Cancer treatment response is affected by tumor cell heterogeneity, immune cells, and other microenvironmental features. Our lab creates and applies computational image analysis methods to decipher the spatial processes in tumors important to patient outcomes. We have developed neural network and mechanistic modeling approaches that can be applied to cancer images to distinguish tumor regions, identify cancer subtypes, and classify genetic status (such as HER2 amplification in breast cancers, Farahmand et al 2022). The lab works with advanced imaging data, including spatial transcriptomics (Visium, Xenium, VisiumHD, merFISH), spatial proteomics (CODEX, imaging mass cytometry), 3D confocal microscopy, spatial long-read sequencing, and H&E/IHC. We develop approaches to evaluate images from tumors (Noorbakhsh et al 2020, Mukashyaka et al 2024) and individual cells (Mukashyaka, Kumar, et al 2023), and we also study cell-cell interactions associated with patient outcomes (Wang et al 2024).
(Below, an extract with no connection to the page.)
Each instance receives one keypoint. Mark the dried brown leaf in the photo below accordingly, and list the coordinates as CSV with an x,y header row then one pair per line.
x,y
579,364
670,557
Our research team is made up of computational biologists, cancer biologists, immunologists, cancer surgeons, physicists, and pathologists, providing expertise to interrogate these problems in new ways.
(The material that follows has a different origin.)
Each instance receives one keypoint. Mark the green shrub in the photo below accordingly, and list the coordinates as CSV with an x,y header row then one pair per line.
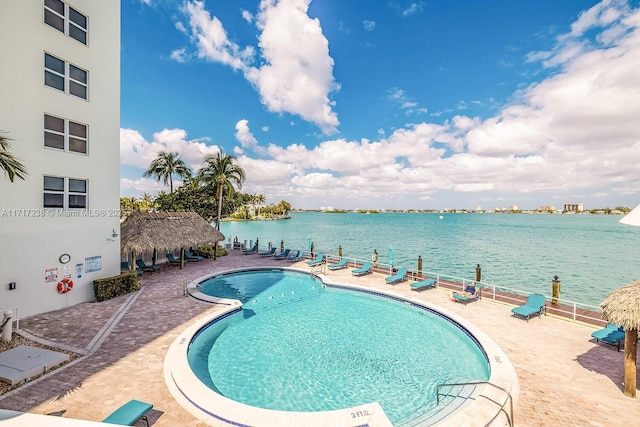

In addition, our lab studies spatial biology for normal tissues. We co-lead the Data Analysis Core for the KAPP-Sen U54 in the NIH Cellular Senescence Network. In this project we analyze H&E, spatial transcriptomics, and spatial proteomics datasets for kidney, adipose, pancreas, and placental tissues (NIH SenNet Consortium, 2023). Another major initiative is to study the effects of aging on normal and cancerous tissues in humans and mice (Angarola et al 2024) to discern why aging is a critical risk factor for cancer.